The venue was the Honda Center; home ice for goaltender Jonas Hiller, and his Anaheim team, the Ducks.
Across the ice was Tampa Bay Lightning goaltender “Big” Ben Bishop.
The night was a Friday, and it was late.
But if you had trouble staying awake for that tense game, I feel bad for you (son) because that was one of the most entertaining games played this season by the Bolts.
I’ve got 99 problems, but staying up during that game wasn’t one.
And even though it was a loss, the Lightning needed a game like that against Anaheim. They needed a game where some tenacity in the lines was visible and effective, and Bishop was in top-form.
The Lightning needed to play like the team they were before this underwhelming four-game Pacific Division road trip started.
The only missing component, for me, was finishing on shots and scoring opportunities. The refs gave Tampa Bay six power play chances but nothing gelled for the Bolts, despite putting 31 shots on goal during the game.
Tampa Bay had lots of good looks and breakaways, but no finishing touches, and most importantly – no goals.
It was the second time in just over a week that these two great teams have met this year, and the game was everything I thought it would be.
The Ducks weren’t about to forget the 5-1 loss they endured on Nov. 14 at the Tampa Bay Times Forum. Anaheim was fully prepared to fight it out on their pond, and they did. No shellacking took place on Friday night that’s for sure.
No, just a goaltending duel between two ace backstops plugged in like it was nobody’s business.
Hiller had no interest in being as “holey” as he was in the first game, and Bishop had no interest in being as transparent as the Phoenix and Los Angeles games might have suggested either.
Bishop saved 42 of the 43 shots put on him (.976 SV %), a season high and only the second highest amount of saves he has recorded in his career. That mark was set in his Lightning debut against the Carolina Hurricanes on April 4th, 2013 when he made 45 saves.
In the Ducks’ net, Hiller made 31 saves (1.000 SV %).
So the game just had to remain scoreless for three-regulation periods (60 minutes) and four minutes and 54 seconds of sudden death overtime, before either goalie would let a puck anywhere close to the inside of the net.
And even then, in my opinion, Bishop more or less saved Ducks’ captain Ryan Getzlaf’s shot and eventual goal, but a bad bounce after the initial save, and a charging, falling Richard Panik (probably to make up for his sloppy passing that gave Getzlaf his breakaway chance in the first place) ran into Bishop, fell in the crease, and knocked the puck past the line.
Anaheim won 1-0 in OT with 5.2 seconds left on the clock, and the Bolts lost their first overtime game of the season. Such a shame. I think the Lightning would have owned the Ducks in the shootout had the game managed to get there.
This four-game road trip has seen the Lightning earn a lot of firsts for the 2013-14 season, and none of these firsts are the good kind of firsts.
First multi-game losing streak. First loss (several now) to a Western Conference team.

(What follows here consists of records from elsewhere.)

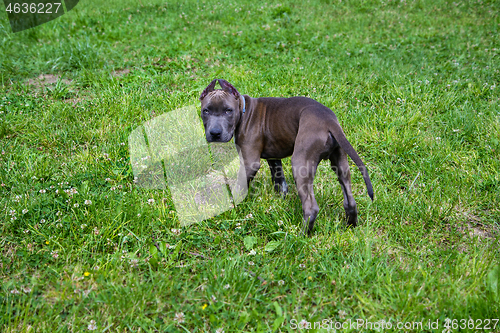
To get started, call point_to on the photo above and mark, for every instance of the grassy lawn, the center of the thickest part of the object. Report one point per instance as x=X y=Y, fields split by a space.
x=416 y=87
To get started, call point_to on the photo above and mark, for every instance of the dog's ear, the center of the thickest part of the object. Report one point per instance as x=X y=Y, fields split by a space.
x=228 y=87
x=208 y=89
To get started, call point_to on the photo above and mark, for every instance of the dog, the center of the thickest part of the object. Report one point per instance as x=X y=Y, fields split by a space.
x=274 y=128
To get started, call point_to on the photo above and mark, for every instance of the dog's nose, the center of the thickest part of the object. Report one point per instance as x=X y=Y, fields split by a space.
x=216 y=132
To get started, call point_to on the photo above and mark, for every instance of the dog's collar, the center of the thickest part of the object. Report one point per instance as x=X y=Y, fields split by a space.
x=243 y=103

And there goes the perfect OT record.
But you know what? Those are tough things to keep doing for the entirety of a hockey season, and I think it’s marvelous that they happened at all. It shows that good things can come from this Tampa Bay hockey club.
The Bolts have what it takes to be a competitor in this league.
And they still have that five-game home winning streak intact.
The Lightning is set to defend home ice Monday Nov. 25 against the New York Rangers, followed by the Philadelphia Flyers on Nov. 27, and the Pittsburgh Penguins on Nov. 29.
Time to recharge the Lightning at home, and nowhere is better for that sole purpose than the Tampa Bay Times Forum.
But I’d like to think that last night’s game, heralded by Bishop’s performance in net, provided a few sparks too.